Today, however, I got this overwhelming pedicurial hankering. I got out all my minty-fresh pedicure soaks and lotions and brushes and pumice wands and such. Then I thought, “If I avoid my toes I should be just fine with the ‘foot cutter.'” I carefully put in a clean, sharp blade. I warily proceded “just like get a shave.” And for a while, I was perfectly competent. Huzzah! Peeling strips of skin galore – disgusting, perhaps, but simultaneously gratifying. I did avoid my toes altogether. Unfortunately, I did not remind myself of the section of the “foot cutter” package entitled “Warning”:
- Very sharp implement, keep it beyond children’s reach.
- Not to be used on wounded or injured skin.
- Please cover blade and store in a clean dry place when not in use to avoid injury.
- The blade has a very sharp edge, so use it with caution when replacing.
- If the consumer used it strongly or by compulsion, it can be injured to your feet.
- Use gently to avoid any type of injury.
Ah.
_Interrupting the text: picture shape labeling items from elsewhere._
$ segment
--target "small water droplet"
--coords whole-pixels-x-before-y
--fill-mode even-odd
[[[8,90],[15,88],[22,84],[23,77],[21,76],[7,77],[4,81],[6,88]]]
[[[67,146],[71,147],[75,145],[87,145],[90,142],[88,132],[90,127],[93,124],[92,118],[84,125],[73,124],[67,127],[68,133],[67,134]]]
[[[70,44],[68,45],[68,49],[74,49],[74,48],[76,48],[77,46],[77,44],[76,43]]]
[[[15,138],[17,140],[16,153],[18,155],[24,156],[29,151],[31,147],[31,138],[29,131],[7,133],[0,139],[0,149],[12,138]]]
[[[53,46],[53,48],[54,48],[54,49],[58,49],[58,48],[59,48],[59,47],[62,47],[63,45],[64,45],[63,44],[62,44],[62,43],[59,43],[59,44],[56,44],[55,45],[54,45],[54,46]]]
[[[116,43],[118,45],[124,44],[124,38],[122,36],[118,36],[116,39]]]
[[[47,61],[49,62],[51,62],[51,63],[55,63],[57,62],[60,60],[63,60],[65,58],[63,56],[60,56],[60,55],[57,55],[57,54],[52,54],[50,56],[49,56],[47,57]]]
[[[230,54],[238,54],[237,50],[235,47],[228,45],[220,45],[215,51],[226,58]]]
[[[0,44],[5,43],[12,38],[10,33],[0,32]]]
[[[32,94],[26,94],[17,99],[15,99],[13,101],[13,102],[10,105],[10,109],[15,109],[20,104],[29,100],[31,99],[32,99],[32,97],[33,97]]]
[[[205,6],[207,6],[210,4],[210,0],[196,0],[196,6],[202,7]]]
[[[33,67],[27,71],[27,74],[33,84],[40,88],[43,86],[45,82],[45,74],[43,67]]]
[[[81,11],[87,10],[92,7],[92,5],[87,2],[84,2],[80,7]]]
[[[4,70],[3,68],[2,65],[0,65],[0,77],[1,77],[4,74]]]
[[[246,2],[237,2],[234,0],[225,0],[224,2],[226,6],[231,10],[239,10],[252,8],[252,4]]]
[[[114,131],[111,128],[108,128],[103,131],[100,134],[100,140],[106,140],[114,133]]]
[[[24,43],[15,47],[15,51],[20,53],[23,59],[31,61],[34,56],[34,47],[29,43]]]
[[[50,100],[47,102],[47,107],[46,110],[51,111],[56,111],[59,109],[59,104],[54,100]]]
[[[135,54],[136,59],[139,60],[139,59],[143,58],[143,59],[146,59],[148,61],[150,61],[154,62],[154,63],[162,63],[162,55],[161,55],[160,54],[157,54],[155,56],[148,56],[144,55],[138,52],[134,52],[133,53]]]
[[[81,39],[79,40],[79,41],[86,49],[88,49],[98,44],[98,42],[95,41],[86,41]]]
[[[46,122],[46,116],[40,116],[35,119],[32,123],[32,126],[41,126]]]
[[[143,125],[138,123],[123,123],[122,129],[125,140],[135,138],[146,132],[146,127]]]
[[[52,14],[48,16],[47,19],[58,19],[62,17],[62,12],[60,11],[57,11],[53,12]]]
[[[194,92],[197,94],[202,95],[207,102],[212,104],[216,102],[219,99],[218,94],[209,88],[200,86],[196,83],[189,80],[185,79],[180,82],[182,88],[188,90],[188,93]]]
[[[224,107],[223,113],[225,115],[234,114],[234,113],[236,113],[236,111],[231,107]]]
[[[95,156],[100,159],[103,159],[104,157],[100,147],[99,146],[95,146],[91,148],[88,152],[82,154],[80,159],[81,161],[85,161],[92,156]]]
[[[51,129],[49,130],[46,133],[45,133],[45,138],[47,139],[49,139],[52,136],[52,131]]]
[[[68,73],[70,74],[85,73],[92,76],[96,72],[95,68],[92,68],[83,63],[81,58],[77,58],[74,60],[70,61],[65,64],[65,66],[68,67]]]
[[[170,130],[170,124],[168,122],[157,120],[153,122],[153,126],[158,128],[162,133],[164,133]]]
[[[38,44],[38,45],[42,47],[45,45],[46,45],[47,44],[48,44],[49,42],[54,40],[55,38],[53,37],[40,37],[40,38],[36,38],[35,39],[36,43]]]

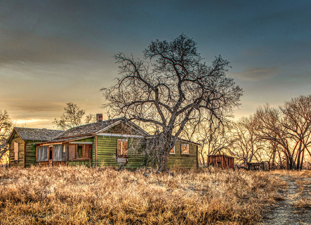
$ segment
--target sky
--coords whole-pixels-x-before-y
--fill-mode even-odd
[[[244,91],[236,119],[311,94],[311,1],[0,1],[0,110],[55,129],[66,103],[103,113],[119,52],[183,33],[208,64],[219,54]]]

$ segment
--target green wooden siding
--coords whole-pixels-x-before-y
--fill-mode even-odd
[[[18,162],[14,162],[14,143],[18,143]],[[24,166],[24,141],[16,132],[10,142],[10,167]]]
[[[34,145],[37,141],[26,141],[26,167],[36,165],[36,146]]]
[[[141,152],[138,151],[136,154],[134,154],[131,150],[132,144],[135,143],[137,138],[101,135],[97,136],[97,165],[99,166],[119,166],[115,157],[117,154],[118,139],[127,139],[128,140],[128,162],[124,168],[135,169],[143,167],[144,158],[140,154]],[[95,162],[95,140],[94,138],[93,142],[92,166],[94,165]],[[182,155],[181,144],[180,141],[178,141],[175,145],[175,154],[170,154],[169,156],[168,167],[171,168],[175,166],[190,168],[196,166],[197,159],[197,146],[189,143],[189,154]],[[156,166],[156,163],[151,165],[153,167]]]
[[[130,124],[127,124],[126,123],[120,123],[115,126],[109,128],[104,133],[107,134],[118,134],[138,135],[137,131],[131,127]],[[141,134],[140,134],[141,135]]]
[[[191,168],[197,164],[197,146],[189,143],[189,154],[181,154],[181,144],[185,142],[178,141],[175,144],[175,154],[170,154],[167,161],[167,167],[172,168],[174,166]]]
[[[115,157],[117,154],[118,140],[121,139],[128,140],[128,162],[124,168],[135,169],[142,166],[143,163],[143,157],[139,155],[139,153],[136,154],[131,149],[132,145],[135,144],[137,138],[102,136],[97,136],[98,166],[119,166]],[[93,158],[95,158],[95,157]]]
Six statements, each with either the word “sharp,” “injury,” or BOTH, that in essence assert that the “foot cutter” is, without a doubt, a deadly weapon that should probably be regulated and licensed (I figure I would not qualify for this license – I’d pass the written test, but the practical test – ooh boy). “Cutting” straight to the point (ha ha ha?); I sliced a substantial chunk out of the side of my left foot (a nice CLEAN chunk…). I then proceeded to stick my foot back in the bathtub full of very warm water. This makes for an impressive amount of bleeding from a wound that is neither life nor limb-threatening. Whoops. I admit – I had, perchance, “used it strongly or by compulsion,” and “it can [and WAS] be injured to your feet.” Yes, a “foot cutter” does, undeniably, cut your foot. Thank you, Battalia, for your honest advertising.
me
November 3rd, 2005 at 1:38 am
Honestly: I can’t believe you thought this could turn out ok. You have grace in many aspects of your life, but turning a sharp implement on your own body- only if it’s made by Fischer-Price!
My god- I almost made a pun about hoping you “heel” soon. BOO to me!
Carrie
November 3rd, 2005 at 9:37 am
Did you buy this at Target? I have noticed a recent array (recent, because I shop there on a daily basis- it is my social life) and they have all kinds of implements which make me re-think my prejudice that manicurist are not actual surgeons. I thought about buying one like this, but it was $10 and with that kind of money I could buy a T-shirt, Target Pizza and a coke. Bravo to you for trying it out!!!
Kate
November 3rd, 2005 at 11:24 am
Actually, I purchased my weapon at a beauty supply store. It was rather funny – they had it hanging CLEAR in the back of the store and they definitely looked askance at me when I purchased it. Now I know why.